Pandas pd.melt throwing memory error on unpivoting 3.5 GB csv while using 500GB ram. Is there any solution/function available to unpivot gigantic CSV files?. The current csv has more then 5000 columns.
Asked
Active
Viewed 1,492 times
4
-
I haven't tried this myself, so it's only a suggestion, but have you tried to divided the dataframe by rows to make it smaller and then concatenate at the end. You could do this easily in a loop. – run-out Apr 26 '19 at 05:07
-
1@run-out I was struggling with the same issue and tried your suggestion, iterating row by row and concatenating at the end indeed made the melt a lot faster. I will provide my solution below. – ldoe Aug 30 '19 at 13:04
1 Answers
5
I was struggling with the same issue and stumbled on your topic.

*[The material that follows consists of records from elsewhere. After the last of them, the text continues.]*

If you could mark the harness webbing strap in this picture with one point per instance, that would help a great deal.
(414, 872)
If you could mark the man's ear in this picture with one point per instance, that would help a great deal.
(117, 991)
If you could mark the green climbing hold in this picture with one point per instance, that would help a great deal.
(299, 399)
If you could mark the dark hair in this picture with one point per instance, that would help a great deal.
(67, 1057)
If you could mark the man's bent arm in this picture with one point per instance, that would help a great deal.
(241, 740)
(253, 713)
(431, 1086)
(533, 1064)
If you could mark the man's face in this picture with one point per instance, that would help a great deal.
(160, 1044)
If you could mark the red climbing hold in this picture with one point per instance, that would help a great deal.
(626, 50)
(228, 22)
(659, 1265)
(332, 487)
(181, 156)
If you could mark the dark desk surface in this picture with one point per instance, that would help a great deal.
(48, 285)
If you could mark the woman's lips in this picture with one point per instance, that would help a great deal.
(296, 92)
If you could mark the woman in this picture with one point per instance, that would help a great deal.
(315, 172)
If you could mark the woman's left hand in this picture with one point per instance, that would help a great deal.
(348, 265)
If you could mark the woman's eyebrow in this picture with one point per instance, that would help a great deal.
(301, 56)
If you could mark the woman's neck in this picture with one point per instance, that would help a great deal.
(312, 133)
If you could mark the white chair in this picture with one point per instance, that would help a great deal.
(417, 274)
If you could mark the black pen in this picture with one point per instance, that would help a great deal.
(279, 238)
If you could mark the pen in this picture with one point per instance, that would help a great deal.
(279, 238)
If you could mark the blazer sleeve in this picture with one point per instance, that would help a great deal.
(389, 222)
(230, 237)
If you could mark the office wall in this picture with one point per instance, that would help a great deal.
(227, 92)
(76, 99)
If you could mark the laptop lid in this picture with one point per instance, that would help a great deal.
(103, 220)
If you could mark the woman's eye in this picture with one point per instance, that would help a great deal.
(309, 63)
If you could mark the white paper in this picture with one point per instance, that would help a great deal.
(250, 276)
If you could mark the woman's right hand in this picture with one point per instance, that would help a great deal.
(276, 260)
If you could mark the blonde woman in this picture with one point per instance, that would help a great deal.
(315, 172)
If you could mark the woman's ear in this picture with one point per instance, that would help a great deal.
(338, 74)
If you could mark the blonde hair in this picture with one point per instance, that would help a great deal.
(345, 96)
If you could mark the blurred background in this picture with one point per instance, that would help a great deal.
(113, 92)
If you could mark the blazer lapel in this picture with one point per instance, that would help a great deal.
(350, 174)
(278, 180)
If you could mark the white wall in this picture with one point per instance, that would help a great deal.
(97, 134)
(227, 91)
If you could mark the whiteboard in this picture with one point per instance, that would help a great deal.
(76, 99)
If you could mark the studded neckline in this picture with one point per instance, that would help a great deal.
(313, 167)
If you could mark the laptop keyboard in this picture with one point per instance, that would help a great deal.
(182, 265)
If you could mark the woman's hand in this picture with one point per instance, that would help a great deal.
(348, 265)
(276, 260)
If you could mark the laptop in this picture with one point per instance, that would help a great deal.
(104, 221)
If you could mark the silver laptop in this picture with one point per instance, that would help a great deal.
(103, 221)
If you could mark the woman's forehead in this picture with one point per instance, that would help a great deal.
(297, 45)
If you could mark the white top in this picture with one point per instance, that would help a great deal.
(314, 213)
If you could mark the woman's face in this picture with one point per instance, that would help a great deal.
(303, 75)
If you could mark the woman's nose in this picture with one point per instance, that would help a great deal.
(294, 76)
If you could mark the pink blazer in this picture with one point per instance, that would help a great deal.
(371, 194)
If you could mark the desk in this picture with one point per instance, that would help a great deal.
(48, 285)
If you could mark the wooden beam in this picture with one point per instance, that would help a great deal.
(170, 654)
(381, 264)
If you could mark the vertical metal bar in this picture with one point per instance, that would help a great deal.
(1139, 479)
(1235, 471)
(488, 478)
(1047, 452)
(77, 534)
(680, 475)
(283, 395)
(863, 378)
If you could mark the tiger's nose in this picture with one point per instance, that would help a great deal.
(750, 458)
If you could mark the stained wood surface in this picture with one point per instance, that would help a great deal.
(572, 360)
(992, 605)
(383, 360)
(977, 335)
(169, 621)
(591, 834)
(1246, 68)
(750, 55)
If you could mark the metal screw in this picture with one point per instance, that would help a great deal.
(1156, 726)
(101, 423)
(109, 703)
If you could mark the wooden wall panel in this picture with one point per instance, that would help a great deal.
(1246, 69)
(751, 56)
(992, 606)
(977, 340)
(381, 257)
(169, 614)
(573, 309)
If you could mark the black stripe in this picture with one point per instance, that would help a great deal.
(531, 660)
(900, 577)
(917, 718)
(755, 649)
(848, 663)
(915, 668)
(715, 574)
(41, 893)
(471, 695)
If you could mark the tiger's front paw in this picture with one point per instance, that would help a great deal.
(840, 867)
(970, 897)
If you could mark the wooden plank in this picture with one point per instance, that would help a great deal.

Here is my implementation of @run-out suggestion (iterating by chunks and concatenating):
pivot_list = list()
chunk_size = 100000
for i in range(0,len(df_final),chunk_size):
row_pivot =df_final.iloc[i:i+chunk_size].melt(id_vars=new_vars,value_vars=new_values)
pivot_list.append(row_pivot)
df = pd.concat(pivot_list)
Very simple but this indeed made the melt a lot faster.